Hundreds of Aucklanders experiencing distress from drug use or a mental health crisis are seeking weekend solace in a Karangahape Road cafe.

Merge Cafe on Karangahape Road in Auckland. Photo: Screengrab / Lifewise

One year since Haven opened, its peer support workers say they are starting to see the effects of Covid in the spike of visitors, including about one in five who are under the influence of synthetic drugs.

The service operates from Friday nights to Sunday nights inside Merge Cafe, and is a pilot programme run by the rehabilitation centre Odyssey House, homelessness support agency Lifewise, and mental health service Mind & Body.

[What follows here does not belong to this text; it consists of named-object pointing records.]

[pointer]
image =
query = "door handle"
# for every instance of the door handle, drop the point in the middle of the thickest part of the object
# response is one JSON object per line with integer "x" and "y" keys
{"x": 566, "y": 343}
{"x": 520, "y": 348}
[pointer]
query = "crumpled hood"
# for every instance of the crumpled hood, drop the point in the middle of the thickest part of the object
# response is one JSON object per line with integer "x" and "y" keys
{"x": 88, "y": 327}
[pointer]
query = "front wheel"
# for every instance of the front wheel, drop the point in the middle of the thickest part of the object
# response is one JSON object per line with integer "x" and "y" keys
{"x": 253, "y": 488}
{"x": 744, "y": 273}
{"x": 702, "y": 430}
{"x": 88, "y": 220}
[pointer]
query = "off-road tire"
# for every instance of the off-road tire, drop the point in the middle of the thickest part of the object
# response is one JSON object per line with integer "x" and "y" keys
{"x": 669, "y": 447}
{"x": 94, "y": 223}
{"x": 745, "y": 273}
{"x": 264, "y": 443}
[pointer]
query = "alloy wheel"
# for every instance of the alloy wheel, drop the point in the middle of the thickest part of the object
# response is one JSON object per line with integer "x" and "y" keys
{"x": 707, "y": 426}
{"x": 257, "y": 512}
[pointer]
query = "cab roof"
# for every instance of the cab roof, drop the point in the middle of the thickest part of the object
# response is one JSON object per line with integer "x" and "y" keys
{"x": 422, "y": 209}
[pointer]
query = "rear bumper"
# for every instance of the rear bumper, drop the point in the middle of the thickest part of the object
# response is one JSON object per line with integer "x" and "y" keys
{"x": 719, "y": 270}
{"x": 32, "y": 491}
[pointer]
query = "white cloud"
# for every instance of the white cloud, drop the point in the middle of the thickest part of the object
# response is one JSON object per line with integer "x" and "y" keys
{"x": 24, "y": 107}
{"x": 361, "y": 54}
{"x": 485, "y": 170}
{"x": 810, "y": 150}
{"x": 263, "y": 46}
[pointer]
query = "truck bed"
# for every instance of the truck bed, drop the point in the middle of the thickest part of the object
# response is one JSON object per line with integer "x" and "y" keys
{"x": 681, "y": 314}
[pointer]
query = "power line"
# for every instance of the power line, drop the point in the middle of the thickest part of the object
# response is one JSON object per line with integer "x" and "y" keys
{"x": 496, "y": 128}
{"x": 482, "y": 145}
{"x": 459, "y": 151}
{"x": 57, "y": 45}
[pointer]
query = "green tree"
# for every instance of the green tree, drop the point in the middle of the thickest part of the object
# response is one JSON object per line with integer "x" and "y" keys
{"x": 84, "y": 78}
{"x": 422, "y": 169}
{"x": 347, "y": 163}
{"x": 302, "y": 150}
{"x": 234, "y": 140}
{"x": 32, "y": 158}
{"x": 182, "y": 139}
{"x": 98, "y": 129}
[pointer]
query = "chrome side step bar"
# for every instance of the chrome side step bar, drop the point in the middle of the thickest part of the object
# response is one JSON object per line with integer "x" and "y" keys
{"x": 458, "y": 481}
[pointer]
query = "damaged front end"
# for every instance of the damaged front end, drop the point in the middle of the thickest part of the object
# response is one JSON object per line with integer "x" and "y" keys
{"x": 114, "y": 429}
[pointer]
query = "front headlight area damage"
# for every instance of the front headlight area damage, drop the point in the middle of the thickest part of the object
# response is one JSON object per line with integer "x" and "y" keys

Programme manager Rachel Scaife said it provided a friendly ear and a referral service for people dealing with addiction, mental health problems, or those simply needing a bit of time out, with some visitors even catching buses across the city to get there.

"The idea's that we're a safe space run by peer support staff, people with lived experience.

"Basically we are just an open door, so we don't ask anybody where they're from. It doesn't matter if they've travelled all the way from Papakura. Everybody's welcome," she said.

The number of visitors per weekend rose from about 100 each weekend in October last year, to 200 in March, before surging to 300 each weekend after the nationwide lockdown.

Scaife said the need was now bigger than ever; last month Haven clocked about 420 visitors each weekend, and she hoped the service could be expanded to other parts of Auckland.

Social workers Rachel Scaife and Darrell Wilson at the Auckland Haven safe space. Photo: Supplied

Peer Support Worker Darrell Wilson said there were 80 regulars and an increasing number under the influence of synthetics.

"Spotting the synthetic is easy, because of their appearance. I think that's 15 to 20 percent of [visitors]." he said.

"The next biggest thing is cannabis, then meth. Over the past few months it has grown to the stage where, thank God we're here!" he said.

Haven's staff were unsure if the increase in synthetics, including synthetic cannabis, was because they are more easily accessible, or if Covid was making it harder to source other drugs.

However, more visitors were new to being homeless, which Lifewise head of community-led initiatives Justine McFarlane said could predispose them to substance abuse - or be the key to helping them beat it.

'We've had a number of people that had their addictions, we got them into housing and then they settled. They start to feel ... rested. They're not on high alert.

"Then they start to unpack, think: 'I do want to get off drugs, I do want to get support for my alcohol abuse'."

This month New Zealanders are being asked whether the use, sale and production of cannabis should be legalised, with many campaigners pointing to a potential decrease in the use of harmful synthetic alternatives as a reason to vote for new legislation.

Wilson said he was personally worried about adding to the current mix, for Haven's most vulnerable visitors.

"We see enough here. Adding to it scares me a little bit," he said.

However, Wilson said treating cannabis as a misdemeanour and keeping other users locked up in jail, wasn't a solution either.